Here's a paper on LRO stationkeeping. The fundamental problem is articulated on page 3:
LRO will fly in a mean 50 km mission orbit that, for scientific purposes, would ideally be
a perfectly circular orbit. Due to the lunar non-spherical gravity, however, long term
propagations of low lunar orbits show significant altitude variations and secular drift in
periselene and aposelene altitudes. In fact, this drift will cause the orbit's periselene
altitude to decrease until the spacecraft collides with the surface of the moon. . . . .
A spacecraft in an initially circular polar orbit about the moon at an altitude of 50 km will impact the Moon in approximately 41 days, assuming an altitude of 12 km for impact - the height of the tallest mountains on the moon.
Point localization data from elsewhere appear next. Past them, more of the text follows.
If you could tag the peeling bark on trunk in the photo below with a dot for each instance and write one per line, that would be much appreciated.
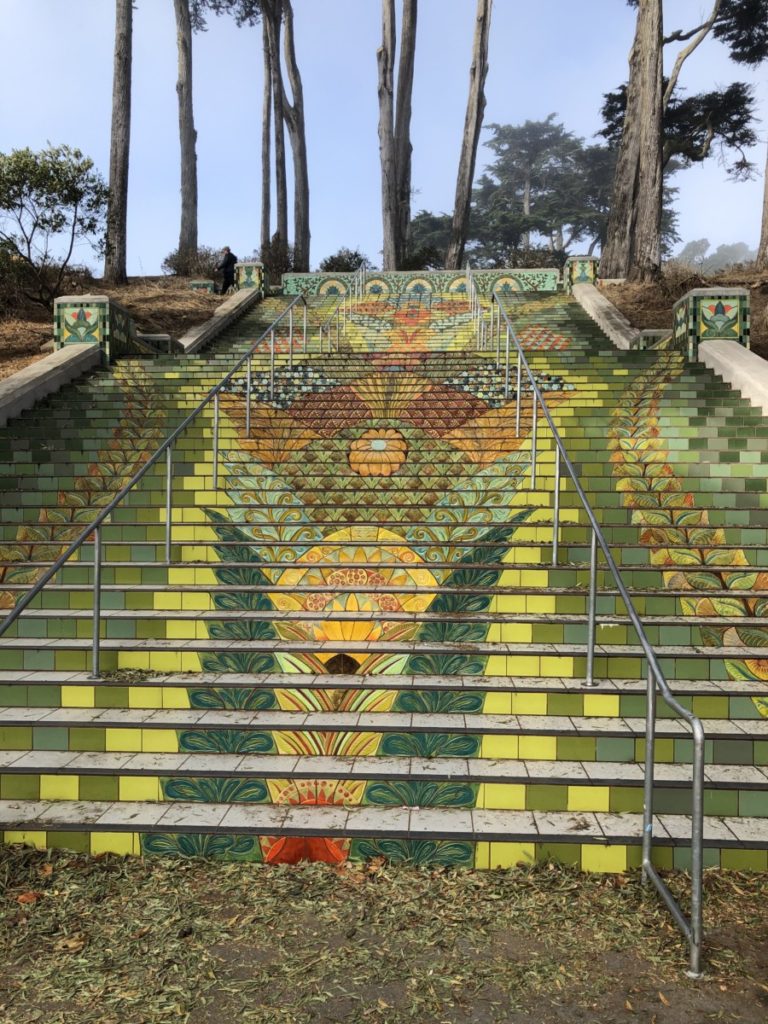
(472, 124)
(266, 147)
(117, 214)
(187, 244)
(385, 59)
(762, 259)
(271, 12)
(402, 146)
(294, 114)
(633, 238)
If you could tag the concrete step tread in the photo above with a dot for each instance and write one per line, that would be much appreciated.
(343, 646)
(387, 681)
(395, 822)
(473, 770)
(333, 721)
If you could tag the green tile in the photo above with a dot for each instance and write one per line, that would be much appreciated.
(99, 786)
(19, 786)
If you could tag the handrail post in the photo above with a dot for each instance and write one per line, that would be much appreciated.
(591, 610)
(216, 440)
(534, 431)
(696, 850)
(96, 648)
(519, 393)
(556, 509)
(650, 741)
(271, 365)
(506, 368)
(168, 502)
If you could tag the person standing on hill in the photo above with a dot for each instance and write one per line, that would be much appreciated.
(226, 265)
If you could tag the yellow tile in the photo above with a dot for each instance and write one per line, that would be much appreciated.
(498, 704)
(144, 696)
(601, 705)
(589, 798)
(499, 747)
(538, 749)
(123, 739)
(528, 704)
(159, 741)
(175, 696)
(138, 787)
(482, 856)
(78, 696)
(120, 843)
(59, 787)
(610, 859)
(523, 665)
(36, 839)
(497, 666)
(505, 797)
(511, 854)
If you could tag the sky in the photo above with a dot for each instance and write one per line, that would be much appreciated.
(548, 56)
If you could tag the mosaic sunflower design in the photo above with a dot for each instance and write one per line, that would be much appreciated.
(378, 453)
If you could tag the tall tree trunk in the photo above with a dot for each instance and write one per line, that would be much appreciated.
(402, 146)
(272, 14)
(266, 148)
(472, 124)
(646, 255)
(762, 260)
(117, 213)
(385, 61)
(187, 243)
(295, 120)
(639, 161)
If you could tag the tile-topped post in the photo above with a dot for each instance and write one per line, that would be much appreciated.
(94, 320)
(711, 314)
(249, 273)
(580, 270)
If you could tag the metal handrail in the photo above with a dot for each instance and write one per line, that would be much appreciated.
(691, 928)
(166, 449)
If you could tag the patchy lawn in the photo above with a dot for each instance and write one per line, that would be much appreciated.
(133, 941)
(650, 305)
(159, 305)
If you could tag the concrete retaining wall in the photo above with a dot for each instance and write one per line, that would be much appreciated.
(37, 381)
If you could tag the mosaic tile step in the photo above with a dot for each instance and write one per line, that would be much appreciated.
(48, 684)
(535, 729)
(471, 770)
(406, 823)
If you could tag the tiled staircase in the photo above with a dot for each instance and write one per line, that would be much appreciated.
(360, 646)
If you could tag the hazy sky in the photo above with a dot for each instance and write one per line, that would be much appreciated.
(551, 55)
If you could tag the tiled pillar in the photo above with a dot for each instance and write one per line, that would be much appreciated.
(94, 320)
(711, 314)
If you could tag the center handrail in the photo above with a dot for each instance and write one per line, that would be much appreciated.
(166, 448)
(691, 928)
At 100 km altitude, the impact is delayed until about 150 days. At 200 km altitude, impact is avoided as the altitude variations are bounded. Therefore, a 200 km orbit is valuable since stationkeeping costs are eliminated. For orbits at 100 km and below, stationkeeping maneuvers are required to maintain altitude control.
The paper goes on to analyse stationkeeping requirements and maneuvers, and concludes:
In its $\Delta$V budget, LRO has 150 m/s allocated to stationkeeping for a one year nominal
mission duration. As demonstrated through analysis, this allocation is sufficient to meet
the five mission constraints for stationkeeping maneuvers.